Il turismo del vino affondato dal Covid-19

Il coronavirus uccide anche il turismo del vino: il contraccolpo economico della sola mancanza di vendita diretta nelle cantine italiane è di 2-2,5 miliardi di euro, senza contare gli ulteriori danni per le 8.000 aziende enologiche che si sono organizzate per dare ospitalità.
A lanciare l’allarme è Donatella Cinelli Colombini, ideatrice della giornata Cantine Aperte e prima promotrice del turismo del vino in Italia, che fa il punto sugli effetti dell’emergenza sanitaria nelle cantine turistiche italiane che perdono business e posti di lavoro.
La crisi del turismo mondiale blocca un business da 1,3 miliardi vuotando aerei, alberghi, ristoranti e cantine che perdono i migliori clienti. Più grave la situazione in campagna dove il turismo si è sviluppato negli ultimi anni sotto forma di agriturismo e turismo enogastronomico: «Non scordiamoci che fino allo scorso anno metà dei 58 milioni di turisti stranieri in Italia aveva comprato almeno una bottiglia di vino» ricorda Cinelli Colombini.

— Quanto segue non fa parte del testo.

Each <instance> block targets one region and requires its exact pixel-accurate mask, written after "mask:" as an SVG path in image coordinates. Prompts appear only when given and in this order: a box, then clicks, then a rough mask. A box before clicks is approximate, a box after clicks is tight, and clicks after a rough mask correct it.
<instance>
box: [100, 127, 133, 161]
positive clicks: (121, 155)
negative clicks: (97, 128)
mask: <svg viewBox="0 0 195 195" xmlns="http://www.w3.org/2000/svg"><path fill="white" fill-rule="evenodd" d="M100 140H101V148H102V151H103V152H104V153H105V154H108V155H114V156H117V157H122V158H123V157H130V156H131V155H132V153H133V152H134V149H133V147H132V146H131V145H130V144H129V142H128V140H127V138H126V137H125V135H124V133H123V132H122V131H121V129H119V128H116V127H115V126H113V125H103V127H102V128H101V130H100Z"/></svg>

In Italia sono circa 25.000 le aziende vitivinicole aperte al pubblico, e di queste circa 8.000 danno anche ospitalità, occupando 30.000 dipendenti stagionali addetti all’enoturismo, oltre al personale a tempo indeterminato.
Ci sono nel nostro Paese zone particolari che hanno costruito la propria immagine e floridità economica proprio sul turismo enogastronomico, come il Chianti, le Langhe o la Valpolicella. «Per queste destinazioni – sottolinea Cinelli Colombini – il futuro è molto preoccupante soprattutto perché il loro sistema economico era interamente basato sull’attrattiva vino, con alberghi e agriturismi, ristoranti, enoteche, cantine aperte al pubblico per visite, degustazioni e vendita diretta».
In questo disastroso 2020 ogni Paese cercherà di tenere i cittadini nei propri confini nazionali. Le destinazioni turistiche dove i viaggiatori sono prevalentemente italiani saranno un po’ meno colpite rispetto ad altre, come la Toscana, dove gli arrivi dall’estero hanno percentuali molto alte e fra loro gli statunitensi sono numerosi (9% degli arrivi totali). Qui si rischia il tracollo.